Del consejo editorial

El timo de los ricos

Uno de los espectáculos más curiosos y apasionantes consiste en contemplar cómo el ser humano es capaz de cometer una y otra vez los mismos errores. Hace ya bastantes años que Galbraith escribió un libro divertidísimo, aun cuando lo que narraba podría decirse que eran infortunios, sobre las sucesivas crisis financieras acaecidas en los cuatro o cinco últimos siglos. Se titula Breve historia de la euforia financiera.

El libro es sugestivo porque muestra hasta qué punto puede llegar la estulticia de la gente, estulticia amalgamada con buenas dosis de avaricia y unas gotitas de vanidad. Todos piensan ser los más listos y haber encontrado la gallina de los huevos de oro.

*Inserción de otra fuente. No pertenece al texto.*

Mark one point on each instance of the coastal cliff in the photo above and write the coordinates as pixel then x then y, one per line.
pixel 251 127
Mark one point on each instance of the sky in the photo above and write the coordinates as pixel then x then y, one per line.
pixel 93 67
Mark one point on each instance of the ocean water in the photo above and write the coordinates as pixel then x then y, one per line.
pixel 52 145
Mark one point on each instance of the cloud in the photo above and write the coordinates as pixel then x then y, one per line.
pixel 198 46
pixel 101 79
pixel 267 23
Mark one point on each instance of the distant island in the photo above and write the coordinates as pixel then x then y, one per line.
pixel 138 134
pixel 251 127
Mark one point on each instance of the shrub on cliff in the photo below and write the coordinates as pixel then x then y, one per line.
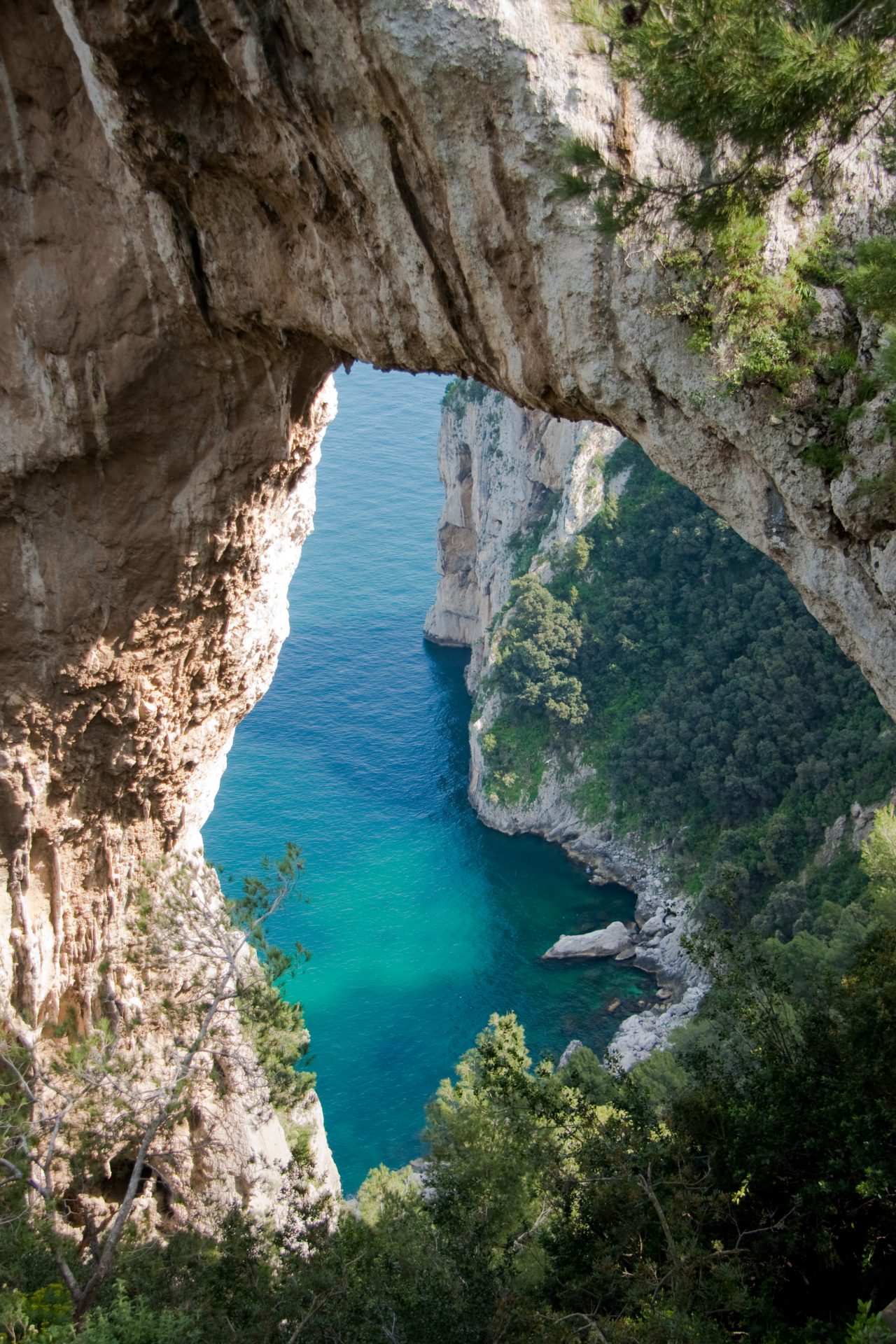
pixel 535 651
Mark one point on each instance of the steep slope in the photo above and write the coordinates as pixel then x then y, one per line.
pixel 206 207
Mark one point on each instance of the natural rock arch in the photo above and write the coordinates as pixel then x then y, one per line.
pixel 209 204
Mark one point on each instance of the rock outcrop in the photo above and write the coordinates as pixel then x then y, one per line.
pixel 508 473
pixel 206 209
pixel 601 942
pixel 504 503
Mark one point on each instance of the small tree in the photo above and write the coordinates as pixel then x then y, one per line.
pixel 111 1107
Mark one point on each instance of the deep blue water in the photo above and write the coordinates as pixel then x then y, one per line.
pixel 421 921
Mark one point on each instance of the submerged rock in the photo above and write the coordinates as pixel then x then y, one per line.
pixel 601 942
pixel 568 1053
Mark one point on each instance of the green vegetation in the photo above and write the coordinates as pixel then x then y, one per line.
pixel 764 96
pixel 463 393
pixel 526 546
pixel 96 1121
pixel 719 714
pixel 741 1187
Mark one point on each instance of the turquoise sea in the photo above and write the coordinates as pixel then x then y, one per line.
pixel 421 921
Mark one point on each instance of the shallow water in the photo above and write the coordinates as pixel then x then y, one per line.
pixel 421 921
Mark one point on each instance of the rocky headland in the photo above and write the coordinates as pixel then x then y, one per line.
pixel 519 488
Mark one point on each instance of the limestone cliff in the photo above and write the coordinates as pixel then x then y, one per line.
pixel 512 477
pixel 204 209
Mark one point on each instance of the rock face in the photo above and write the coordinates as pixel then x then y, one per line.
pixel 207 207
pixel 498 499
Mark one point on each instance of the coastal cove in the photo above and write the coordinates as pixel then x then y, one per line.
pixel 421 921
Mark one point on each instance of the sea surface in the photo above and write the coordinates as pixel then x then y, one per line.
pixel 421 921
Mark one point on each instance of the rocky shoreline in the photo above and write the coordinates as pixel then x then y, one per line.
pixel 514 479
pixel 663 916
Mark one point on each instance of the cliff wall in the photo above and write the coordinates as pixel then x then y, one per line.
pixel 206 207
pixel 510 475
pixel 519 487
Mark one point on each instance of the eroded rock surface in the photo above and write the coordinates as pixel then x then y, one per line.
pixel 507 472
pixel 599 942
pixel 206 207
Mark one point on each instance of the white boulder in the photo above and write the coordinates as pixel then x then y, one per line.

Esta estupidez, en contra de lo que se podría suponer, no es privativa de las clases sociales más bajas y con menores conocimientos económicos, sino que, como una vez más se ha puesto de manifiesto con el caso Madoff, afecta asimismo a las elites y oligarquías financieras. Los que pasan por grandes expertos pueden ser igualmente víctimas de los más burdos engaños. Aunque, como en todos los timos, las víctimas tienen también mucho de estafadores o, al menos, de listillos.

Los mecanismos son siempre idénticos. El truco de la pirámide, desde Ponzi a Madoff, pasando por Gescartera, el Club Filatélico o doña Branca dos Santos, consiste en pagar unos intereses muy superiores a los normales –he ahí lo atractivo de la operación–, pero no con la rentabilidad del dinero prestado, sino con los nuevos recursos depositados. El sistema se mantiene mientras las entradas sean superiores a las salidas, pero hace aguas tan pronto como incertidumbres económicas o financieras invierten el flujo, de manera que es más el dinero que se retira que los nuevos fondos depositados.

Hay también, en todos los casos, una convergencia de motivaciones a la hora de facilitar la estafa. En primer lugar, la avaricia, unida a un cierto engreimiento de creer que es su pericia la que les hace obtener un rendimiento mayor al conseguido por los demás. En segundo lugar, el nombre y la fama de los que gestionan las inversiones impiden que nadie desconfíe.

En un mundo de apariencias, se considera imposible que personas tan relevantes y entendidas puedan confundirse o engañar. A los inversores de Madoff, por ejemplo, debió de parecerles lo más normal que la rentabilidad de sus fondos fuese muy superior a cualquier otra y que, además, gozase de una constancia envidiable, manteniéndose casi los mismos intereses cualquiera que fuese la coyuntura. Todo lo tapaba el hecho de sentirse pertenecer a un club de elite, ya que Madoff se permitía escoger a los inversores.

Pero, junto a todo lo anterior, se encuentran las características del mundo económico y financiero que hemos creado, un laberinto alambicado, lleno de recovecos y enredos. Esa complejidad, aun cuando se intente justificar en aras de la eficacia, tiene como única finalidad desterrar la transparencia y cualquier capacidad de control.

Se trata de ocultarse. En primer lugar, al fisco, evitando todo gravamen, pero, una vez instalada la opacidad, sus primeras víctimas son los propios clientes. Ni los más listos y avispados están libres de que otros más listos y avispados les engañen.